Using the power that his counterparts in many states might soon enjoy, the state’s Insurance Commissioner refused 235 of 274 requested rate hikes for April 2010, and demanded that plans rebate premiums that had already been paid.
But medical costs in Massachusetts increased faster after the new regulations than before.
Massachusetts’ health plans are hemorrhaging cash, and a senior regulator has described the mess as a “train wreck.”
In a new study, “Bust or Bailout? The Future of Private Health Plans Under ObamaCare,” I model health plans’ future solvency under these conditions.
My analysis concludes that the state’s largest health plan, Blue Cross Blue Shield of Massachusetts (not involved in the research) is likely to be insolvent by about 2016 even if the state releases its death grip. What then? Another taxpayer bailout?
Nor is there evidence that prior approval of premium increases has protected consumers from unreasonable rate hikes. My study examines data on premiums and premium-review laws for small-group premiums in 43 states in 2006 and 2008.
Nineteen states were “file & use,” which means that health plans must submit premium increases to the insurance commissioner, but he has no power to reject them.

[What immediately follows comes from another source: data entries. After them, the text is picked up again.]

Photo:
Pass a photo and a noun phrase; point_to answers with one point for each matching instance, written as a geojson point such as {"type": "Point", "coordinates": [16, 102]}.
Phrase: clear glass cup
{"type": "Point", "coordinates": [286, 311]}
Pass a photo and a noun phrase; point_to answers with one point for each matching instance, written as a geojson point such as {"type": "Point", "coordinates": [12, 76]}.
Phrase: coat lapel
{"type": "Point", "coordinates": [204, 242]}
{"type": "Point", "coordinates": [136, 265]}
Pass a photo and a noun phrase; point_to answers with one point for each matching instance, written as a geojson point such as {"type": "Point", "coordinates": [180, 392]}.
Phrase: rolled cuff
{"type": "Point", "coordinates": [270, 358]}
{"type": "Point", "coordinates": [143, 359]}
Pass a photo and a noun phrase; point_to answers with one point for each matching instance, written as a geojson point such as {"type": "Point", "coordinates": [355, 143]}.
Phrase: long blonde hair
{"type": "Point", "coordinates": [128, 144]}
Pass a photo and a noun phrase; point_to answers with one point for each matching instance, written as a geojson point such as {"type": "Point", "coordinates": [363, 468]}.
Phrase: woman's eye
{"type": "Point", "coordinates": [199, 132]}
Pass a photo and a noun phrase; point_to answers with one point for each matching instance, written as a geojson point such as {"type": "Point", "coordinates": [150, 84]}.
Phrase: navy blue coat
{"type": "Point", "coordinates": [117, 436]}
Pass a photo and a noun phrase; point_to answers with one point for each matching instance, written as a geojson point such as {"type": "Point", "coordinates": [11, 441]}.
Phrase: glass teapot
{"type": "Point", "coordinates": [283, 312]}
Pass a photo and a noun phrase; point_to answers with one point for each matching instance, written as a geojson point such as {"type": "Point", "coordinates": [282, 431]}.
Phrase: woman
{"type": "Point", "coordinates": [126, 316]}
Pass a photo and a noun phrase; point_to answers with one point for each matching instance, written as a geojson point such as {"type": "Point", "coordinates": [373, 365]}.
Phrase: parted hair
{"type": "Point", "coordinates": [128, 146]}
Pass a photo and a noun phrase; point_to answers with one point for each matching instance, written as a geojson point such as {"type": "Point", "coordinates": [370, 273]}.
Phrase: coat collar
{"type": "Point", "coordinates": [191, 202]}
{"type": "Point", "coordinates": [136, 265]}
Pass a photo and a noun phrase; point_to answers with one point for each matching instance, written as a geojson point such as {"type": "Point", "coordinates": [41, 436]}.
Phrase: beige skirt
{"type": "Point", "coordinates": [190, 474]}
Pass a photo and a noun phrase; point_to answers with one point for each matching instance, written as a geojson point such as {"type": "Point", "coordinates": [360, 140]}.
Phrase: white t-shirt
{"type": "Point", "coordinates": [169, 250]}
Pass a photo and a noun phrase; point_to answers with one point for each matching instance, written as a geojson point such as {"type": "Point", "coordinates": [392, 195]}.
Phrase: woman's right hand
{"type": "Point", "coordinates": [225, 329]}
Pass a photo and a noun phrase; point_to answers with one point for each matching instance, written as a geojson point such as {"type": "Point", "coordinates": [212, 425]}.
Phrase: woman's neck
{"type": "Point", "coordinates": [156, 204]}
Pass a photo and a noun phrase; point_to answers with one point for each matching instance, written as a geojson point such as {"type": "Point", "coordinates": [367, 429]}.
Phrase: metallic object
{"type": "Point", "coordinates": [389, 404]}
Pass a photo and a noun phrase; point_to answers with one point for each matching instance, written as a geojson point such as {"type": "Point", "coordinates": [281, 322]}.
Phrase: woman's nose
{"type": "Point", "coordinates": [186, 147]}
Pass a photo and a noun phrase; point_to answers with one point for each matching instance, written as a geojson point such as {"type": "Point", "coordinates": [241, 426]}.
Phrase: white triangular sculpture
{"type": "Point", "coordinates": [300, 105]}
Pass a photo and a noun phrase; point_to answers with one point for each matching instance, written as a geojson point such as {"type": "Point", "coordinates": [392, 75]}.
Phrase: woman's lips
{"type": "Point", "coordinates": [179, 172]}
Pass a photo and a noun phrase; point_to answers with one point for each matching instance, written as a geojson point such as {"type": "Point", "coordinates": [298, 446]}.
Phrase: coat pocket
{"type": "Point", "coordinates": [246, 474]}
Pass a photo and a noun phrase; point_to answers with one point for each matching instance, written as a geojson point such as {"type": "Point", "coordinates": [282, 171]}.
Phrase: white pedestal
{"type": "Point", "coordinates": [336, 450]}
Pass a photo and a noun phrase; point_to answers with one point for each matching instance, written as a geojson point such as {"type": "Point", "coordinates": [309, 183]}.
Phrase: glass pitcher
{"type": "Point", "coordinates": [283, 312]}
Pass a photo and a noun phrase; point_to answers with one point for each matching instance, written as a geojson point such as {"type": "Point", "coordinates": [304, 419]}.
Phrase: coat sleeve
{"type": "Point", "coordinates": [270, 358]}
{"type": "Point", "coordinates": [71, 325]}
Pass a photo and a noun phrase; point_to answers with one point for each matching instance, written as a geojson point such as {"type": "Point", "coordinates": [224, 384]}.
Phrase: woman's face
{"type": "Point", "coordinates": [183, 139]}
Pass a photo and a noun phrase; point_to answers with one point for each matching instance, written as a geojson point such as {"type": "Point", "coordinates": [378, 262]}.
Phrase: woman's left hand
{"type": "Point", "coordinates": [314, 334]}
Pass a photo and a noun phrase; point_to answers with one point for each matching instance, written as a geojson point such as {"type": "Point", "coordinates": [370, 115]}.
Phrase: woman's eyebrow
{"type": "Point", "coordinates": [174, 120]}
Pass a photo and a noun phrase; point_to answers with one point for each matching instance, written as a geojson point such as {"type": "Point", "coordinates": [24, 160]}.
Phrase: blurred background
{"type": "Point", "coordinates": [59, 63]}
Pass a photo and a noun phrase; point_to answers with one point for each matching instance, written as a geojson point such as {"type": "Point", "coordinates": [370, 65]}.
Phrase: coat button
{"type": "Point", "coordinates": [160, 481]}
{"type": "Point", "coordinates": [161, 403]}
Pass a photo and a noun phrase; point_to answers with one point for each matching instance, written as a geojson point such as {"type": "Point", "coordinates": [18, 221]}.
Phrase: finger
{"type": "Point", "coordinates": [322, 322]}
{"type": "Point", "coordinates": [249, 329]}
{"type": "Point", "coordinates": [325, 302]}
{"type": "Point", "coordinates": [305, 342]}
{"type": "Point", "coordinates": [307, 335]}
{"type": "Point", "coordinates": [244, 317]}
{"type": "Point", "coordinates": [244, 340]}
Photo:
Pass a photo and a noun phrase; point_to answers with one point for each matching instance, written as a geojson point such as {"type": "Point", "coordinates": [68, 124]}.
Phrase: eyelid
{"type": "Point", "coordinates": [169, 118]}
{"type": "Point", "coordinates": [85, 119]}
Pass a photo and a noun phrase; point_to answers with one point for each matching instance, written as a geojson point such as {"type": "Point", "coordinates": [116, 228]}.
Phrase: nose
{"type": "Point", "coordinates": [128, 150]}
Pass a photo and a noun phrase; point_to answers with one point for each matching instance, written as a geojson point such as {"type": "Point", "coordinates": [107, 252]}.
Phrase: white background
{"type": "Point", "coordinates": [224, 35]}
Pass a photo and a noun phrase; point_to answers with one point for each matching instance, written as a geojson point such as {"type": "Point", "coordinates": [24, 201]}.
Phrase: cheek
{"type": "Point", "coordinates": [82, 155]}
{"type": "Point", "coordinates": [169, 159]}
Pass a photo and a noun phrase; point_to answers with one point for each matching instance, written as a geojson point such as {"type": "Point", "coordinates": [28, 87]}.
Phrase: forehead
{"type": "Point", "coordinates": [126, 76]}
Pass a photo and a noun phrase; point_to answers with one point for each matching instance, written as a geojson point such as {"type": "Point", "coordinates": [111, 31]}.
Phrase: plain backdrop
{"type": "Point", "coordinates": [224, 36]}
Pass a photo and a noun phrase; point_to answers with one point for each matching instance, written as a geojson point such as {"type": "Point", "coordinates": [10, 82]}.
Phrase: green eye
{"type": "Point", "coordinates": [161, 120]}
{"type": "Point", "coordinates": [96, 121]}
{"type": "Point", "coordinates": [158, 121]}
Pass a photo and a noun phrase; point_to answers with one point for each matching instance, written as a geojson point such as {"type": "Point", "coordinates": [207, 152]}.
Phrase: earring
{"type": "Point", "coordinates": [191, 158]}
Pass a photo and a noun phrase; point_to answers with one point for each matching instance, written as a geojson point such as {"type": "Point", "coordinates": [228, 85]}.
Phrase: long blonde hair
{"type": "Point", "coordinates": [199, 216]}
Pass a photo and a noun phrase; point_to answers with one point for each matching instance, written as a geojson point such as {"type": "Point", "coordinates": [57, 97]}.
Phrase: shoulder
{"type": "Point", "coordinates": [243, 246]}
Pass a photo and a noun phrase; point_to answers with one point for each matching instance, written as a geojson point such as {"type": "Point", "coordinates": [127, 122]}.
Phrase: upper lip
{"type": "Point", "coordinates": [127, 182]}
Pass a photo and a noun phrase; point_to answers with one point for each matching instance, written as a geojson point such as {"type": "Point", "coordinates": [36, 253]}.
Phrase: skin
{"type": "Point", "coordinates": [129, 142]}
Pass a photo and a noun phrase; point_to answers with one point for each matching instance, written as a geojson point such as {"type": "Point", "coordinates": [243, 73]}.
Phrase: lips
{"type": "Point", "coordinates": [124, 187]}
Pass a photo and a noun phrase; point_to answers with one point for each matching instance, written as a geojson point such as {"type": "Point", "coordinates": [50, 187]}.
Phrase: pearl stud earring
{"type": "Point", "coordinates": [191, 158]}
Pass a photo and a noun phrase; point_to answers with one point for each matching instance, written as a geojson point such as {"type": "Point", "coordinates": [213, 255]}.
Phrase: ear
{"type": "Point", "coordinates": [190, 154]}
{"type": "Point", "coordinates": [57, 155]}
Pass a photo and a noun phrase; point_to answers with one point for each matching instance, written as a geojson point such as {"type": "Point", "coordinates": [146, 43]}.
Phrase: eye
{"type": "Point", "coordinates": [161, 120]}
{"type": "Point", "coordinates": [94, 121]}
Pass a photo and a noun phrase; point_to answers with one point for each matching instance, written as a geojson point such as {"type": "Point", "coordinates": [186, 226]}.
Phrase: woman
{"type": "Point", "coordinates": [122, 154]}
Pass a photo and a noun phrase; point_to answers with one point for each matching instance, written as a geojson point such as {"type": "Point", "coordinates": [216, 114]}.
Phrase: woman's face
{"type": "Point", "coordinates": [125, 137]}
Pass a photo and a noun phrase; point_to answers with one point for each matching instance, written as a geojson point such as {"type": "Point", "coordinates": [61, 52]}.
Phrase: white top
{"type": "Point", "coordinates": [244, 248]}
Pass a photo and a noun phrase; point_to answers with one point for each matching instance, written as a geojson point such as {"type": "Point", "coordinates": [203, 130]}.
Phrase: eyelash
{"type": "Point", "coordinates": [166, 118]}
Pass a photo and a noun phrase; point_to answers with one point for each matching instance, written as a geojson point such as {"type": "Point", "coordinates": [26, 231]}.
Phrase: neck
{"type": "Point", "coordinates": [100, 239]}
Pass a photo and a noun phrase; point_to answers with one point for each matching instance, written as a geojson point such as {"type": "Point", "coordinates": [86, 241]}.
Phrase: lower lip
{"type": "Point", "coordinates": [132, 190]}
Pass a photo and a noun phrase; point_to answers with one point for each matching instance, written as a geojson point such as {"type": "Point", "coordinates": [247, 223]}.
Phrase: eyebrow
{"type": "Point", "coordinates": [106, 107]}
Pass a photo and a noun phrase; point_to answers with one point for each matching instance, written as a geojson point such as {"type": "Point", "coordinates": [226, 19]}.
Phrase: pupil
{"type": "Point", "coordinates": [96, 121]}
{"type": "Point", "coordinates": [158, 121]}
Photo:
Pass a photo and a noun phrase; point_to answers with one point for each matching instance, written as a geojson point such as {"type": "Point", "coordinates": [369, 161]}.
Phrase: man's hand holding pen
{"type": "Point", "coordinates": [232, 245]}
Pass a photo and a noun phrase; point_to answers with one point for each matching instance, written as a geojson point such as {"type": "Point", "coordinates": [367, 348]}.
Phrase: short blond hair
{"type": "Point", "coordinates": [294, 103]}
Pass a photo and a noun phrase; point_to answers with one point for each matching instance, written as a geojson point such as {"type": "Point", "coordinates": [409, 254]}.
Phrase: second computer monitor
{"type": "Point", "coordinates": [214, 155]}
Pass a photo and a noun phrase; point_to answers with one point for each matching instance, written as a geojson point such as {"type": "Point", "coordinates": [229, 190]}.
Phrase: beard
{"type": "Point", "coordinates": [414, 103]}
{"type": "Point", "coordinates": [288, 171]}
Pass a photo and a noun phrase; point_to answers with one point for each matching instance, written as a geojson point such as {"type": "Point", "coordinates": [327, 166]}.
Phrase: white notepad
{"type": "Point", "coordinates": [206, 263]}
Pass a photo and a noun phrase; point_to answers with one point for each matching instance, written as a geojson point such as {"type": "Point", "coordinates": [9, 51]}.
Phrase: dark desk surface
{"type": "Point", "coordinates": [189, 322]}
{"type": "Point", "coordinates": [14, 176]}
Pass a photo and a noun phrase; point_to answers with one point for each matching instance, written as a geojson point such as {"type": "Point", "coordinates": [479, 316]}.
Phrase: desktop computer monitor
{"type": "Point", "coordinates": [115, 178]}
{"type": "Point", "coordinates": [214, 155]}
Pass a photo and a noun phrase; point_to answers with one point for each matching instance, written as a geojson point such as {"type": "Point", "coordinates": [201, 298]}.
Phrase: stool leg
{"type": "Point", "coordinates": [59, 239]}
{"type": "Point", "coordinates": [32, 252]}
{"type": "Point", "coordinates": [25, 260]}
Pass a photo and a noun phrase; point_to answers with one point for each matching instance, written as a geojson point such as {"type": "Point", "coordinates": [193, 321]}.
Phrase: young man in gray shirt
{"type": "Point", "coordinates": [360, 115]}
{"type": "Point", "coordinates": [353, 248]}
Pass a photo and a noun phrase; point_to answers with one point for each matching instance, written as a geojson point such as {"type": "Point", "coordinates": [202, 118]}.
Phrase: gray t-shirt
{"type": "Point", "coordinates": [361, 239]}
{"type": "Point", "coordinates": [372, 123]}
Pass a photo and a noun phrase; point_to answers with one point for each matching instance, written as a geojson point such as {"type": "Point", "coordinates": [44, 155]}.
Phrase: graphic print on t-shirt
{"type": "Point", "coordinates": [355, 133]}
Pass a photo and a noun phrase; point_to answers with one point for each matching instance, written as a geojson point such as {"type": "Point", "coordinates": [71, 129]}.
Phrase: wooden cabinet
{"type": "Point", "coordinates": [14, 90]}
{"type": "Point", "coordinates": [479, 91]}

Twenty states required prior approvals of rate changes by the insurance department, and four were unregulated.
There does not appear to be any connection between prior approval and a lower change in rates from 2006 to 2008, nor the absolute value of rates in 2008.
The average increase over the period was 8% for both file & use states and states requiring prior approval. The highest increase in the file and use states was 27% (in Virginia) and the highest in the states which required prior approval was 25% (in neighboring Maryland).
Of the 45 states for which premiums were available for 2008, the average rate in 2008 was very slightly lower in file and use states ($345 per month) vs. states with prior approval ($351).
Data for the much smaller individual market are available for 29 states in 2007 and 2009. Of the 22 of the states that legislated prior approval of rate increases, four allowed file and use, and three were unregulated.
The highest increase in the four file and use states was 13% in Texas, vs. 29% in New York, the state requiring prior approval that experienced the highest increase.
Health plans pay medical claims from providers whose charges have been rocketing skyward. In California, a recent analysis of daily inpatient charges for hospitals revealed that payments from private health plans increased from $1,954 in 2000 to $5,061 in 2009 159% during a time when consumer prices increased by only 25% nationwide.
The charge for a normal (non-Caesarian) childbirth went up from $3,805 to $6,424 69%. But California will soon have a law capping premiums while actual medical costs continue to rally.
Health costs will only decline when patients, not politicians, directly control more of our health spending. This cannot happen until President Obama’s health law is repealed.
In the meantime, investors should remain wary of Wall Street’s enthusiasm for health plans under ObamaCare.
Nothing contained in this blog is to be construed as necessarily reflecting the views of the Pacific Research Institute or as an attempt to thwart or aid the passage of any legislation.